IASME and the National Cyber Security Centre have introduced an updated set of requirements for the Cyber Essentials certification scheme on the 24th January 2022. This update is set to be the biggest overhaul of the scheme’s technical controls since it was first launched in 2014.
The adoption of cloud services has massively increased due to the pandemic has grown over the past two years, with home/hybrid working now being adopted as the new normal for so many staff and businesses nationwide. As employees use their own devices and Internet routers for work, Cyber Essentials will now consider these during its assessment, this will also include revisions of; multi-factor authentication, security updates, password management, and cloud services.
This update aims to help businesses maintain basic cyber hygiene alongside this change in working behaviours, and provide reassurance for clients, managers and employees.

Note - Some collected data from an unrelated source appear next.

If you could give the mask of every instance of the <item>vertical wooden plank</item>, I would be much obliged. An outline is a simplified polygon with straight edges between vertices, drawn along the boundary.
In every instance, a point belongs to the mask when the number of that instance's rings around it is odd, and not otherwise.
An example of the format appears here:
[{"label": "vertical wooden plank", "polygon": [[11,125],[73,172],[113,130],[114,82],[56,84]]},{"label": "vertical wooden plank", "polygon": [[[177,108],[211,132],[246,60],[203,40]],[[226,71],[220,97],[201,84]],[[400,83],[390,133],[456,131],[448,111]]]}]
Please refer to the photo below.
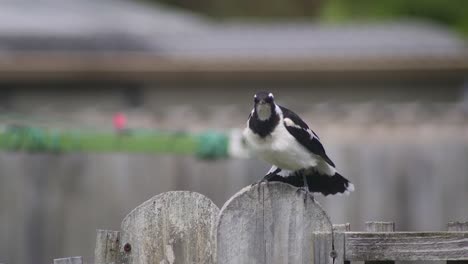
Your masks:
[{"label": "vertical wooden plank", "polygon": [[332,239],[333,237],[329,232],[314,232],[313,233],[313,248],[314,248],[314,262],[313,263],[333,263],[332,253]]},{"label": "vertical wooden plank", "polygon": [[332,225],[310,194],[284,183],[249,186],[217,225],[217,263],[333,263]]},{"label": "vertical wooden plank", "polygon": [[351,225],[336,224],[333,225],[333,246],[334,246],[334,264],[350,264],[350,261],[345,261],[345,234],[344,232],[351,231]]},{"label": "vertical wooden plank", "polygon": [[213,263],[218,213],[210,199],[195,192],[167,192],[151,198],[122,221],[122,262]]},{"label": "vertical wooden plank", "polygon": [[82,257],[69,257],[54,259],[54,264],[83,264]]},{"label": "vertical wooden plank", "polygon": [[[395,232],[394,222],[366,222],[367,232]],[[394,264],[395,261],[365,261],[365,264]]]},{"label": "vertical wooden plank", "polygon": [[94,250],[95,264],[120,263],[120,232],[97,230]]},{"label": "vertical wooden plank", "polygon": [[[468,231],[468,221],[466,222],[449,222],[448,231]],[[447,264],[468,264],[468,260],[448,260]]]}]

Changes have been implemented thanks to a consultation provided by the Cloud Industry Forum and feedback from assessors and cyber essentials applicants.
What is Cyber Essentials?
Cyber Essentials is a simple and effective Government-backed scheme, supported by industry experts and the Cyber Resilience Centre through our Cyber Essentials Partner network.
The scheme helps you put measures in place to protect your organisation, regardless of size or sector, against a range of the most common cyber-attacks. This includes protecting against threats such as malware, ransomware and phishing.
How Does The New Update Work?
The new update for Cyber Essentials was officially released on 24th January 2022. Any applications that are processed before this date will continue to use the current standard requirements and will have six months to complete the assessment.
Any future Cyber Essentials assessments will now use the updated set of requirements, with a grace period of up to 12 months on select requirements for organisations who need to make adjustments and extra efforts.